The Novel Coronavirus is on everyone’s mind today. We can’t turn on the tv or radio, or open a newspaper or web page, or meet with other people without hearing the most recent numbers. Coronavirus is a microbe, often called a ‘germ.’ Viruses, bacteria, and fungi are all microbes. Some are helpful, others harmful.
Cleaning To Prevent Coronavirus
SARS-CoV-2 is the scientific name for the microbe or pathogen that causes the disease COVID-19. This new, or Novel strain is yet to be fully understood by scientists, although answers are coming out slowly. Despite a lack of knowledge, we do know that hygiene, cleanliness, and social distancing are the most effective way to break the chain of infection.
Cleaning and disinfecting are not the same thing.
Cleaning refers to the removal of visible dirt and debris from a surface. Disinfecting is the act of washing a clean surface with a product that kills microbes. The Center for Disease Control and Prevention (CDC) advises that cleaning of visibly dirty surfaces followed by disinfection is a best practice measure for the prevention of COVID-19 and other viral respiratory illnesses in households and community settings.
Transmission Of COVID-19
The transmission of novel Coronavirus happens through respiratory droplets. Respiratory droplets come from someone who doesn’t cover coughs or sneezes. These droplets spread throughout the environment and land on whatever is nearby. Scientists are continuing to understand this virus and need more time to know how the virus transmits from a surface to a person. The evidence suggests that novel coronavirus may remain for hours to days on different types of surfaces.

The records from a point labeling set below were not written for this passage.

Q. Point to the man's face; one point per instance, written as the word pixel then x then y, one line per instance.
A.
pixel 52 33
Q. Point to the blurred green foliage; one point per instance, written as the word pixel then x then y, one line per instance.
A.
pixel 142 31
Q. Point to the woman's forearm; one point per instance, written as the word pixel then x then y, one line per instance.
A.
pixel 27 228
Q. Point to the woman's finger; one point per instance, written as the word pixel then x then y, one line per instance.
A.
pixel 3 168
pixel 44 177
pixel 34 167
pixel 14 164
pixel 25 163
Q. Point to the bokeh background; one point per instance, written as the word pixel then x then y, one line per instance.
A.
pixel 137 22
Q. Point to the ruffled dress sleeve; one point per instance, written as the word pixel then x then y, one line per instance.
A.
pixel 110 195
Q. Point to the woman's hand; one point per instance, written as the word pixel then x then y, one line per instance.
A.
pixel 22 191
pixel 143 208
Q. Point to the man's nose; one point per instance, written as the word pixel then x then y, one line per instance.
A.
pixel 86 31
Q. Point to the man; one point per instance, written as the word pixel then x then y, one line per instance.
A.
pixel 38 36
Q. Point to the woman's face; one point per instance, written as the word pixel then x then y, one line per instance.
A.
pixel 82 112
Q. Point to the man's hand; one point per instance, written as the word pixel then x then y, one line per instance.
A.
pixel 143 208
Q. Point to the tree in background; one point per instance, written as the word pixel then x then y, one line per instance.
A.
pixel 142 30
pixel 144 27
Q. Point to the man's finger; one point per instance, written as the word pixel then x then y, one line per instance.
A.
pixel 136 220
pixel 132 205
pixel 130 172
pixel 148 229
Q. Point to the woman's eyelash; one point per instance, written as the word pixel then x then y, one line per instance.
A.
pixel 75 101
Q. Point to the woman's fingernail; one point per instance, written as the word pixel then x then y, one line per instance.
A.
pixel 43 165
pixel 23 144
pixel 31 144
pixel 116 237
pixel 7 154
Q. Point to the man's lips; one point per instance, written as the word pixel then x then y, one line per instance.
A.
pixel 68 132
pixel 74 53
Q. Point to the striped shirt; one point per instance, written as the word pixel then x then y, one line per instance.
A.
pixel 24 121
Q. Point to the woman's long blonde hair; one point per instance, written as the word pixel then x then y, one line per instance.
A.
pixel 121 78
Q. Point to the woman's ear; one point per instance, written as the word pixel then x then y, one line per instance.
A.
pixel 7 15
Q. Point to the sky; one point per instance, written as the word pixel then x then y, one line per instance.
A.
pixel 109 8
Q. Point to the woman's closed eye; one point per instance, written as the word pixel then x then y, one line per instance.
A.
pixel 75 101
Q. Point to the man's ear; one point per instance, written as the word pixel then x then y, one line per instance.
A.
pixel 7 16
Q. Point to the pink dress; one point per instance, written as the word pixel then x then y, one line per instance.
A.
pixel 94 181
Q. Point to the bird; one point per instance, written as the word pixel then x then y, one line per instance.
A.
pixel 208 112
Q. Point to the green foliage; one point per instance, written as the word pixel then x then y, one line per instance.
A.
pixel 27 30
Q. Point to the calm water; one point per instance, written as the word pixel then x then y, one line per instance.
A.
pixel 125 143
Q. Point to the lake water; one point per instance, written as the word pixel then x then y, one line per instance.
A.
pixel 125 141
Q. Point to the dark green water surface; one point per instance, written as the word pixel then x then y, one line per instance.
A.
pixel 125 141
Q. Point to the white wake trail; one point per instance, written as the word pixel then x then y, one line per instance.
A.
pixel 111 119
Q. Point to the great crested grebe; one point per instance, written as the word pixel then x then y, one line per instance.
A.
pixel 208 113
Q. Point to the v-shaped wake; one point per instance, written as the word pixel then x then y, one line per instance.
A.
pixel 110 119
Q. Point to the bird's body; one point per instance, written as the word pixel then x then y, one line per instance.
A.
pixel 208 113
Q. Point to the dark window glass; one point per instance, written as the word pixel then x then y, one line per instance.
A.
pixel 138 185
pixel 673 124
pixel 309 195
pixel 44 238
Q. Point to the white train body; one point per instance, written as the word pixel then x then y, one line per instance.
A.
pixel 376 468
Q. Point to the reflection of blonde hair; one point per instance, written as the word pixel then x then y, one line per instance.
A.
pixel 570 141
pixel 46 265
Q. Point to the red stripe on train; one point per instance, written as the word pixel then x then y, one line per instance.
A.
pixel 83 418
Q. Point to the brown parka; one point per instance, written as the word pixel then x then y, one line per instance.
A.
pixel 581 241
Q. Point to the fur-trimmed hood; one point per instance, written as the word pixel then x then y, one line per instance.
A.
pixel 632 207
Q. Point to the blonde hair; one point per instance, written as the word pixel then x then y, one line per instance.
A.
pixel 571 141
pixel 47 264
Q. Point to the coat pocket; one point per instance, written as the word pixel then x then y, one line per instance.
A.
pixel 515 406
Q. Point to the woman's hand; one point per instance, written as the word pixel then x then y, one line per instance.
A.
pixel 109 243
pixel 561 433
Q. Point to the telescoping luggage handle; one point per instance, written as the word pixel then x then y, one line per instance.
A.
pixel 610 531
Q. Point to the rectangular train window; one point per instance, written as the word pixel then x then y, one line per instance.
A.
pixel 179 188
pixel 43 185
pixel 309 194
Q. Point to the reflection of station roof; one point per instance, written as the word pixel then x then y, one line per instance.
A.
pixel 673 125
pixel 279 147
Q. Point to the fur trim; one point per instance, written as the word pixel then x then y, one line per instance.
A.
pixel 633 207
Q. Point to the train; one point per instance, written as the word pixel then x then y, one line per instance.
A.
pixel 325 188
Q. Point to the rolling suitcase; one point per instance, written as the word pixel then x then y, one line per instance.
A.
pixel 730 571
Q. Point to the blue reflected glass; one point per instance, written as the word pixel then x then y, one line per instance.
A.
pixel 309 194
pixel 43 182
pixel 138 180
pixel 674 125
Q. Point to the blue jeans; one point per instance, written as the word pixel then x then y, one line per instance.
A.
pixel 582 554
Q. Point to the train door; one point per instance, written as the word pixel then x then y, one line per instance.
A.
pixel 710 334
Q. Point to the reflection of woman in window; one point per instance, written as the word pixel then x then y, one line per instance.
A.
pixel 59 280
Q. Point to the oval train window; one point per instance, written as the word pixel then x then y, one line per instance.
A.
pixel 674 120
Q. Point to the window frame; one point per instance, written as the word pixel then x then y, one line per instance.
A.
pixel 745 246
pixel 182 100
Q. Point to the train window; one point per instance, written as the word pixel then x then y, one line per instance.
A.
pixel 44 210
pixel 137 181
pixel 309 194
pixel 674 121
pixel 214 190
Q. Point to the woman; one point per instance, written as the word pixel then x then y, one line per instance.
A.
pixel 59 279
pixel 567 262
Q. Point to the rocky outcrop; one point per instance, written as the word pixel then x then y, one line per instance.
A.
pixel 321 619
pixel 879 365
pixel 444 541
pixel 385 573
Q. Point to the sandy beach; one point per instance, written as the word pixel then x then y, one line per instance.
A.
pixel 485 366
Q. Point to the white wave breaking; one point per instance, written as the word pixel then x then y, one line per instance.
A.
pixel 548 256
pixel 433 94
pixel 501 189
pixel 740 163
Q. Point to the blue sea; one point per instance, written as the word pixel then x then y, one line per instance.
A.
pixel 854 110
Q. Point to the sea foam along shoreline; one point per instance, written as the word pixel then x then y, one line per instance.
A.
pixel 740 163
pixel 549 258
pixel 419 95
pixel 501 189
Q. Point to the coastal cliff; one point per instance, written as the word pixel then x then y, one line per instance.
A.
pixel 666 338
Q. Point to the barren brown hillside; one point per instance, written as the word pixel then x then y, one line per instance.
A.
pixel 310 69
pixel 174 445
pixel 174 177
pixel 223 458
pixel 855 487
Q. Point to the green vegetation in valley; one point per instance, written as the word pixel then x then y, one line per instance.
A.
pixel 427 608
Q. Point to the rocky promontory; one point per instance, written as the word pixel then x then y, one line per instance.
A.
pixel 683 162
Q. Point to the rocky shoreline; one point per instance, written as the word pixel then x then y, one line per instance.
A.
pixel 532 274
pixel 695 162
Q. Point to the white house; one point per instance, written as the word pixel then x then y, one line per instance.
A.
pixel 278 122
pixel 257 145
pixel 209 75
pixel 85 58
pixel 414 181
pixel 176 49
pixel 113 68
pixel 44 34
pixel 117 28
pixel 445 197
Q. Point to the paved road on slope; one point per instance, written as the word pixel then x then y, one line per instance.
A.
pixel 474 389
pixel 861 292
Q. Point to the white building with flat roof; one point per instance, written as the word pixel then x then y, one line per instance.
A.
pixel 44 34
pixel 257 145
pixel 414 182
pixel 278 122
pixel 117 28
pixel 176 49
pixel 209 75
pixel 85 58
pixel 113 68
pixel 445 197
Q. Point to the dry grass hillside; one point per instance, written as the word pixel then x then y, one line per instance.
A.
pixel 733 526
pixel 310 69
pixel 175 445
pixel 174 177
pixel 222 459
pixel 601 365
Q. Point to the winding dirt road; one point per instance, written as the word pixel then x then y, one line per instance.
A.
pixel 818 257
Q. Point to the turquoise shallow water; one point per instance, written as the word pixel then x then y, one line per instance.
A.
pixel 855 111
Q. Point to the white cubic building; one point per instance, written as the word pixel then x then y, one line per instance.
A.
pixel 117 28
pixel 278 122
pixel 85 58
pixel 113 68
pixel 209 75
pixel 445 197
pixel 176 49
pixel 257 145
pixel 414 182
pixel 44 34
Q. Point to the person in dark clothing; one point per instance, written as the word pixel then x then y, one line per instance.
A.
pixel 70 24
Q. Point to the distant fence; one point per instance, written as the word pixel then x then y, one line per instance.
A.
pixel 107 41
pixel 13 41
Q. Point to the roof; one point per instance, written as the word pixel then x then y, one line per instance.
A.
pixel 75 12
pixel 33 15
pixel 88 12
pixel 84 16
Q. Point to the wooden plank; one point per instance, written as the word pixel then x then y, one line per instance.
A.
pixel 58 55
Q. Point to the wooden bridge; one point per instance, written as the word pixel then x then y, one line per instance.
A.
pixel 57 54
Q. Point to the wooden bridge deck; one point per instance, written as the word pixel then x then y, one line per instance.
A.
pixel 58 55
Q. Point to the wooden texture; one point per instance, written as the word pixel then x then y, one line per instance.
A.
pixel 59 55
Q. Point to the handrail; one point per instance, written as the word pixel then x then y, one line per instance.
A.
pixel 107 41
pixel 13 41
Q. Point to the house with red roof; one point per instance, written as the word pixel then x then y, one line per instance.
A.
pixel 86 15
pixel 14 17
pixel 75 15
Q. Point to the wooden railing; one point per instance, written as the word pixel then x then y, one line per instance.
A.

WHO (World Health Organization) and the CDC are advising people of all ages to take measures to protect themselves with frequent effective handwashing. People of all ages are becoming infected by the new Coronavirus (2019-nCoV). Older people and people with pre-existing medical conditions, such as asthma, diabetes, or heart disease, appear to be more vulnerable to becoming severely ill with the virus.
Cleaning Around the Home
If no one in the home is sick with COVID-19, it is acceptable to continue with customary cleaning practices. However, surfaces that are frequently touched by hands should receive more attention in light of the outbreak. If there is someone sick with COVID-19 in your home, more comprehensive and consistent cleaning and disinfection will be necessary.
Coronavirus is no harder to kill than any other virus in our environment. Cleaning products approved by FDA may be used and include popular cleaners such as Lysol and Clorox. Different sanitation products have different kill times, so it’s essential to read the label and follow the manufacturer’s directions. Spending time and money to clean is useless if the cleaning isn’t effective.
Protecting the Elderly
According to the World Health Organization (WHO):
People of all ages can be infected by the new coronavirus (2019-nCoV). Older people, and people with pre-existing medical conditions (such as asthma, diabetes, heart disease) appear to be more vulnerable to becoming severely ill with the virus.
WHO advises people of all ages to take steps to protect themselves from the virus, for example by following good hand hygiene and good respiratory hygiene.
Given this advice, special consideration must be given to personal interaction with older adults. This is especially true for assisted living facility and nursing home socialization and group activities held in common areas at these long term care facilities.
Can pets spread Coronavirus?
Researchers don’t know how the virus behaves between people and their pets but recommends people limit contact with animals until more information becomes available. If you are sick with COVID-19, avoid contact with your pets.
Handwashing and hygiene measures can go a long way in breaking the chain of infection. Happy handwashing!